İnanmazdım yalana, oyunlara gelmezdim.
Namertçe sırttan vurup mert pozunda durana,
Yüreği başkasıyla huzur bulana küstüm.
Dalgalanan denizdim hüznüyle döndüm çöle,
Talihime kırgınım alnımda mühür çile.
Özgürlükten vazgeçtim ruhum sevdama köle,
Kalbi taştan yapılmış gönül gözü virana,
Gözlerimi ağlatıp kendi gülene küstüm.
Çilesine ortaktım derdini derdim saydım,
Karanlık gecesinde büyülü dolunaydım.
Sözlerini tutmadı keşke sevmez olsaydım.
Hayalimi çalarak başkasıyla kurana,
Hüznü bana yükleyip mutlu olana küstüm.
Hasret yazdım sevdanın silinmez kınasına,
Aşkım çözüm olmadı yüreğinin pasına,
Hiç acıma ey felek, durma sabrımı sına.
Sitemiyle zulmedip seven gönlü kırana,
Dürüstlükten söz eden bitmez yalana küstüm.
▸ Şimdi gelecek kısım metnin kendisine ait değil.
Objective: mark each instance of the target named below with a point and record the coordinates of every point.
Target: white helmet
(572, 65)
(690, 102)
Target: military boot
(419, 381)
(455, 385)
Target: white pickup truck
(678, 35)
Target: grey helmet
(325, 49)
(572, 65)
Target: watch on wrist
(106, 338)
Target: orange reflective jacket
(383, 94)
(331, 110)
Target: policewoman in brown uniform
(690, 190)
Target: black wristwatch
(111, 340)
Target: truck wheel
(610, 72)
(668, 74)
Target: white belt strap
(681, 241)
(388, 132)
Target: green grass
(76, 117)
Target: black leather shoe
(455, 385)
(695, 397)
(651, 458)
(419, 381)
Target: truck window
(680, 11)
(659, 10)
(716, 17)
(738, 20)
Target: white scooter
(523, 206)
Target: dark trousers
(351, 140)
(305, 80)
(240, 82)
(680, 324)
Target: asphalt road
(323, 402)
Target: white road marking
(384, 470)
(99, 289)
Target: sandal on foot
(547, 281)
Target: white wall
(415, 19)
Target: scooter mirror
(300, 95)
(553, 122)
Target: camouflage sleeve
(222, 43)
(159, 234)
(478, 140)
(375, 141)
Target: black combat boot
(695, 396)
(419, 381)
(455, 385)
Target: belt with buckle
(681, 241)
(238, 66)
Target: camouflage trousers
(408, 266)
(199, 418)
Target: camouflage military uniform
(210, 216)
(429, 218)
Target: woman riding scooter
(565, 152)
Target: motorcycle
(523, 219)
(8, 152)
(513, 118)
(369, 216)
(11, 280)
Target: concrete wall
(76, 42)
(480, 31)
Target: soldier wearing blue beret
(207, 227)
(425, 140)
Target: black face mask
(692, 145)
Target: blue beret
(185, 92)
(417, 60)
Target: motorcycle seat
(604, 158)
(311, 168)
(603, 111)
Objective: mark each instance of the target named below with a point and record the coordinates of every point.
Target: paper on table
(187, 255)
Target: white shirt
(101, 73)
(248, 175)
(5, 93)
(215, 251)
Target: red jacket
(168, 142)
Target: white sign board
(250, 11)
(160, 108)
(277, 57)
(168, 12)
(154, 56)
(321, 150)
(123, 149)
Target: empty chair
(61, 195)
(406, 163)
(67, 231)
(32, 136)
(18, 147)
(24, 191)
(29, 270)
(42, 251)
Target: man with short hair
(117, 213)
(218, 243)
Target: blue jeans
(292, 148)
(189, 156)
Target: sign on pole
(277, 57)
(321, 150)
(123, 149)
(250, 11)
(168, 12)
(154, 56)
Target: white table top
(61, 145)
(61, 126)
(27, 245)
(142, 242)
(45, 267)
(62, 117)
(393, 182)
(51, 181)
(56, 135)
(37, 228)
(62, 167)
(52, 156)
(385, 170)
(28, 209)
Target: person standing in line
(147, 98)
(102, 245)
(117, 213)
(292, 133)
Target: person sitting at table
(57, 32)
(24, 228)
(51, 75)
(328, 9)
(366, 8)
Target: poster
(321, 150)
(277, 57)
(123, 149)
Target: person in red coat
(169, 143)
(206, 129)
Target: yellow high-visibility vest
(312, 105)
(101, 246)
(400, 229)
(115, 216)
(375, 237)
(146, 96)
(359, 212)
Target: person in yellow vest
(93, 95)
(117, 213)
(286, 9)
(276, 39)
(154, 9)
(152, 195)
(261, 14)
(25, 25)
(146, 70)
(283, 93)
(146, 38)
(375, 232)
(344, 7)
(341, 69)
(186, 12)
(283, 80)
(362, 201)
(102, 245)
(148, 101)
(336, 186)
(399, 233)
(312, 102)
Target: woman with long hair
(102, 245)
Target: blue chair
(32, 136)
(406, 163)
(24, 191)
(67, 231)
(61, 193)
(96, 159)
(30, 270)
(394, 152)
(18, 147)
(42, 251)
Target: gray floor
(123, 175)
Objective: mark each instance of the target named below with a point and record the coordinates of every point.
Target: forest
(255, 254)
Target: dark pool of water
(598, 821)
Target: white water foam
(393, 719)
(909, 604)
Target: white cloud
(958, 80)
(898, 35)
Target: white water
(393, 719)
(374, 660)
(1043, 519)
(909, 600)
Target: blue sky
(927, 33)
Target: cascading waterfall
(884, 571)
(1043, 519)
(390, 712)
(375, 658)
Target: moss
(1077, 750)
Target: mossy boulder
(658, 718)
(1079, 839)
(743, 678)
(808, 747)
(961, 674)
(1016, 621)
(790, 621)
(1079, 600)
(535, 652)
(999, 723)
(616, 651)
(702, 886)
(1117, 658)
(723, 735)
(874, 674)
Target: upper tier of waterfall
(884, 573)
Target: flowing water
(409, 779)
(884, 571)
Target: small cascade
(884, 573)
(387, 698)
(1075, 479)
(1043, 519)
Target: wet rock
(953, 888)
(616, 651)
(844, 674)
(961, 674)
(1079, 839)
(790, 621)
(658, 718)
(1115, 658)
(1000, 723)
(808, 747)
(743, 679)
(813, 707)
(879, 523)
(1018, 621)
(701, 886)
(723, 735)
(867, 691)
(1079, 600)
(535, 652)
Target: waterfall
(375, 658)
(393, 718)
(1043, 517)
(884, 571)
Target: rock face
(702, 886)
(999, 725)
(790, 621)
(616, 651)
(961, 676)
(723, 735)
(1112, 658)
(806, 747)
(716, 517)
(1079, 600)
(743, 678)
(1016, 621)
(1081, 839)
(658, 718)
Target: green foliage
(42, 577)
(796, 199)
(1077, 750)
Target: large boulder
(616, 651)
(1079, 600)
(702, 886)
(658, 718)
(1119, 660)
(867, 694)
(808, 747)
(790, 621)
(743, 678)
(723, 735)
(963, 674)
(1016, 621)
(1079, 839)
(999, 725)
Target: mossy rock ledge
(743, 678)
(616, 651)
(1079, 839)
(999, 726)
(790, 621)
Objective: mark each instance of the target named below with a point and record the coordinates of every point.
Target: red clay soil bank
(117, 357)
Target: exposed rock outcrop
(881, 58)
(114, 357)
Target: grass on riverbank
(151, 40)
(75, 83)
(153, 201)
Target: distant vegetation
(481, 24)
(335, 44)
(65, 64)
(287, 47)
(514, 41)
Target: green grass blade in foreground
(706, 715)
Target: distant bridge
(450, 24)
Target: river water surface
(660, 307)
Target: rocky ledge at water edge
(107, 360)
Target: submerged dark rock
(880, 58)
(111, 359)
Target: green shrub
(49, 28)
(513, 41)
Geçen güzel günlerin hatırı gönül bağlar,
İçimde oyunlarla yenilmiş çocuk ağlar.
Bir of çeksem yıkılır karşımda ulu dağlar,
İhanet hançerini yüreğime vurana,
Hasretle kefenleyip namaz kılana küstüm.
Yarim sanıp bağrıma bastığım günden beri,
Anladım ki, sevdiğim kusursuz bir serseri.
Yaralanmış kalbimdir ömründeki eseri.
Yaptığından utanıp huzuruma varana,
Af dileyen ağıtla yanak silene küstüm.